RSA {1} RSA Keys: What are dQ, dP and InvQ?
Chinese remainder theory
In this case we generate an RSA key pair. With this we have two prime numbers ($p$ ans $q$), and compute the modulus ($N = pq$). We then pick ans encryption key value ($e = 0x010001$) and than compute $d = e^-1\pmod \phi$, and where $\phi = (p-1)(q-1)$. To encrypt a message($M$), we create a cipher $c = M^e\pmod N$, and than decrypt with $M = cd\pmod N$. The key pair also includes $dQ$, $dP$ and $invQ$, and these can be used with the Chinese remainder theory to optimize the decryption process.
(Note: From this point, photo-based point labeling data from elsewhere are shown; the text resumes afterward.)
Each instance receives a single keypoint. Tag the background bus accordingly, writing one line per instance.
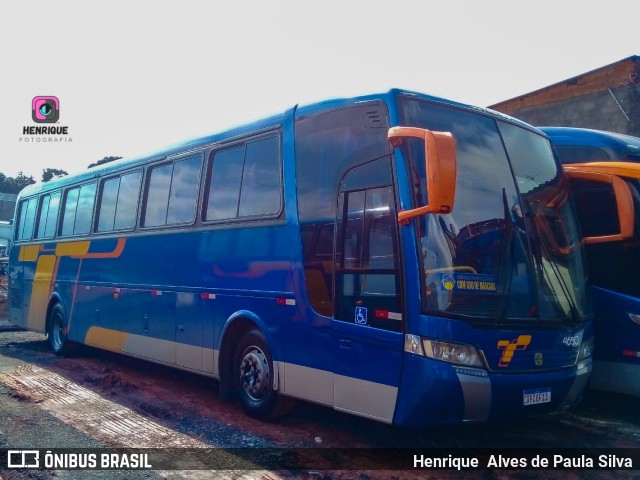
(578, 145)
(316, 255)
(613, 271)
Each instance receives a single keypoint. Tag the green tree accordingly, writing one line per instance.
(49, 173)
(104, 160)
(14, 184)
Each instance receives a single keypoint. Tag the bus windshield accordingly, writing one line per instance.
(509, 250)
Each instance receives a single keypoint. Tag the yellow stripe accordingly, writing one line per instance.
(40, 293)
(29, 253)
(72, 248)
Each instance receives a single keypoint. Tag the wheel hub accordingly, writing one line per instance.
(254, 373)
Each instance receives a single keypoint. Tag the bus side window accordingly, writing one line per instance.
(171, 196)
(48, 218)
(119, 202)
(27, 219)
(245, 181)
(78, 210)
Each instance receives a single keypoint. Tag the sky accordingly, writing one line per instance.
(134, 76)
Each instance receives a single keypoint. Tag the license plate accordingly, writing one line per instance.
(536, 396)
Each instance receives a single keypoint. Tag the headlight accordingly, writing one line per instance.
(454, 353)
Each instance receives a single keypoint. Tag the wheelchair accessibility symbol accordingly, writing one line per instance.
(361, 315)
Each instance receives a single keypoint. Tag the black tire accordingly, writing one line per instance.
(58, 332)
(253, 376)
New two prime numbers $p$ and $q$
compute the modules
$$N = p * q$$then pick an encryption exponent $e$ such that $1 < e < \varphi (N)$ and then compute:
$$ d = e^{-1} \pmod {\varphi (N)} $$and where:
$$ \varphi (N) = (p-1)(q-1) $$The public key is then $(e, N)$ and the private key is $(d, N)$. To encrypt a message $(M)$, we create a cipher:
$$ C = M^e \pmod N $$and then decrypt with:
$$ M = C^d \pmod N $$The key pair thus contains $e, N, d, p, q$ for a key pair of $(e, N)$ and $(d, N)$. It also has the values of $dQ$, $dP$ and $InvQ$. The values of $dQ$ is:
$$dQ = d \pmod {q-1}$$and $dP$ is:
$$dP = d \pmod {p-1}$$and $InvQ$ is:
$$InvQ = q^{-1} \pmod p$$We can use the values of $dQ$, $dP$ and $InvQ$ to speed up the decryption process. The decryption process is:
$$ c = M^d \pmod N $$To decrypt, we use less complex exponents:
$$ m_1 = c^dP \pmod p $$$$ m_2 = c^dQ \pmod q $$and then we use the Chinese Remainder Theorem to combine the two values:
$$ h = InvQ (m_1 - m_2) \pmod p $$The recovered message($m$) is then:
$$ m = m_2 + h \times q \pmod N $$ | |